É inegável que a tecnologia se torna cada vez mais parte da nossa rotina. Quem diria, dez anos atrás, que iríamos pagar nossas contas, investir, chamar um táxi ou fazer compras com apenas um toque no celular? Esses hábitos são tão banais hoje em dia que a próxima novidade já não chega como grande surpresa.
Essas empresas inovadoras, com grande potencial para crescimento em um mercado que busca ideias disruptivas a todo momento (e que, portanto, exigem financiamento), são cada vez mais atrativas para grandes investidores. Em 2018, de acordo com o levantamento da ABStartups, cinco empresas brasileiras de tecnologia ultrapassaram o valor de avaliação de US$ 1 bilhão: iFood, 99, Nubank, PagSeguros e Stone. São os unicórnios tupiniquins.
Esse crescimento chamou a atenção de investidores locais e internacionais com apetite para alocar seus recursos em projetos inovadores e com potencial para gerar retornos rápidos e robustos. Tal movimento resultou em um crescimento vertiginoso das operações de M&A no setor.
Seguindo a lógica do mercado internacional e o dinamismo típico desse segmento, os empreendedores de tecnologia buscam um capital investidor “barato” e, talvez mais importante, que não imponha demasiadas restrições e obrigações. O anseio, contudo, é confrontado com um sistema legal codificado como o brasileiro, em que a interpretação deve ser feita de acordo com as regras estabelecidas, e que não consegue se ajustar rapidamente aos novos costumes trazidos por essas empresas. O trâmite de aprovação de mudanças legais é burocrático e demanda tempo. Como exemplos, vimos recentemente amplas discussões sobre como enquadrar as atividades desempenhadas pelos motoristas de aplicativos e um acalorado debate sobre a regulamentação do compartilhamento de patinetes e bicicletas.

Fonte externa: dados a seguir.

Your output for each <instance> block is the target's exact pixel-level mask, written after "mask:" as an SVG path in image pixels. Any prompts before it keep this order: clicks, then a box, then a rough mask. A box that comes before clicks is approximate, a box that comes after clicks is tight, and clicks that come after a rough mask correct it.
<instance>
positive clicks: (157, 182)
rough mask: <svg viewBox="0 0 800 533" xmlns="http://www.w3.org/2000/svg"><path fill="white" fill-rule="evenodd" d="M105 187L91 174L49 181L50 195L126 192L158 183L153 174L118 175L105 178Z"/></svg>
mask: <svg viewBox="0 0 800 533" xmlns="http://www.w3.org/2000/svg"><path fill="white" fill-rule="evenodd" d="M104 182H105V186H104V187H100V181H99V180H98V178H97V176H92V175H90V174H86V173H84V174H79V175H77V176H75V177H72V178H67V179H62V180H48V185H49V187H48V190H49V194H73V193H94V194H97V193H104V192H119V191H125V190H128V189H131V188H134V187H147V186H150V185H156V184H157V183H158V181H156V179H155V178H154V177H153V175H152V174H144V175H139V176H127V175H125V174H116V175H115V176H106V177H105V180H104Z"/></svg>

Afora as discussões regulatórias decorrentes das atividades desempenhadas, temas relacionados às contingências fiscais e trabalhistas (com seus riscos de contaminação não apenas das empresas-alvo, mas também dos próprios investidores) continuam sendo um dos grandes focos da discussão e negociação nos investimentos em empresas de tecnologia (além de outros, como privacidade e proteção de dados). É comum haver um certo “choque” entre o dinamismo e a velocidade dos empreendedores de tecnologia e um processo mais criterioso de auditoria e negociação de um pacote de indenização que proteja os investidores contra possíveis perdas e contaminações.
Assim, o desafio de assegurar a proteção aos investidores e, ao mesmo tempo, garantir o financiamento das empresas de tecnologia, sem entravar as negociações por prazos delongados, gera algum descompasso nos M&As do setor. Investidores com mais apetite ao risco tendem a adotar uma postura “menos exigente” e, muitas vezes, levam vantagem sobre seus pares no mercado brasileiro cada vez mais competitivo.

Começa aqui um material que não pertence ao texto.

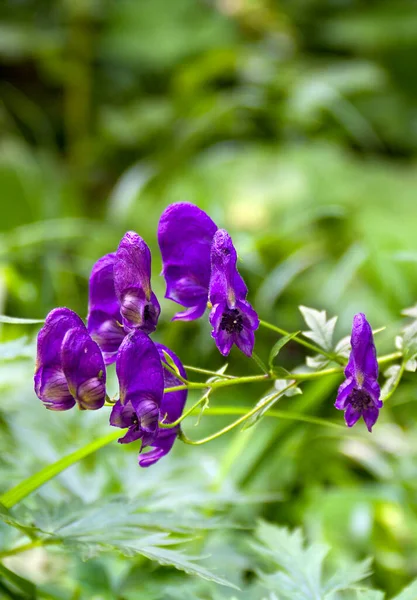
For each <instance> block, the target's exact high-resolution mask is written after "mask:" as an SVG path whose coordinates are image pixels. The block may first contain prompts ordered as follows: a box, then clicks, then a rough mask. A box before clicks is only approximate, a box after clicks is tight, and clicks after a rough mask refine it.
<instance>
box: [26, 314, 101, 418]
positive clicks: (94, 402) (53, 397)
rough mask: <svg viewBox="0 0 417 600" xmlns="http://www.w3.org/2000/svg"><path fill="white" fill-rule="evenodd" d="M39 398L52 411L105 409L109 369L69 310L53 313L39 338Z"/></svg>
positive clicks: (36, 377) (93, 343) (77, 322)
mask: <svg viewBox="0 0 417 600" xmlns="http://www.w3.org/2000/svg"><path fill="white" fill-rule="evenodd" d="M34 381H35V392H36V395H37V396H38V398H39V399H40V400H42V402H43V403H44V404H45V406H46V408H49V409H50V410H68V409H70V408H72V407H73V406H74V405H75V403H76V402H77V403H78V405H79V407H80V408H82V409H90V410H96V409H98V408H101V407H102V406H103V404H104V401H105V397H106V370H105V366H104V361H103V357H102V354H101V351H100V348H99V347H98V345H97V344H96V342H94V341H93V340H92V339H91V337H90V335H89V334H88V332H87V329H86V327H85V325H84V323H83V322H82V320H81V319H80V317H79V316H78V315H77V314H76V313H74V312H73V311H72V310H70V309H69V308H56V309H54V310H52V311H51V312H50V313H49V314H48V316H47V317H46V320H45V325H44V326H43V327H42V329H41V330H40V332H39V335H38V346H37V358H36V369H35V377H34Z"/></svg>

Por outro lado, a estruturação de operações de M&A envolvendo empresas de tecnologia ganha novo peso, a fim de possibilitar uma blindagem maior do investidor aos riscos associados ao investimento. Nesse contexto, são comuns estruturas de investimento alicerçadas em dívidas conversíveis ou investimentos feitos via holdings constituídas no exterior.
É inegável que cada operação tem a sua peculiaridade, razão pela qual se torna ainda mais fundamental analisar os aspectos específicos de cada investimento. De qualquer forma, o mercado tem desenvolvido alternativas para que a segurança desejada pelo investidor não impeça o financiamento dessas novas plataformas, que operam com um dinamismo peculiar. Com o tempo, o mercado sedimentará a medida correta entre tal dinamismo e o conservadorismo típico de operações de M&A.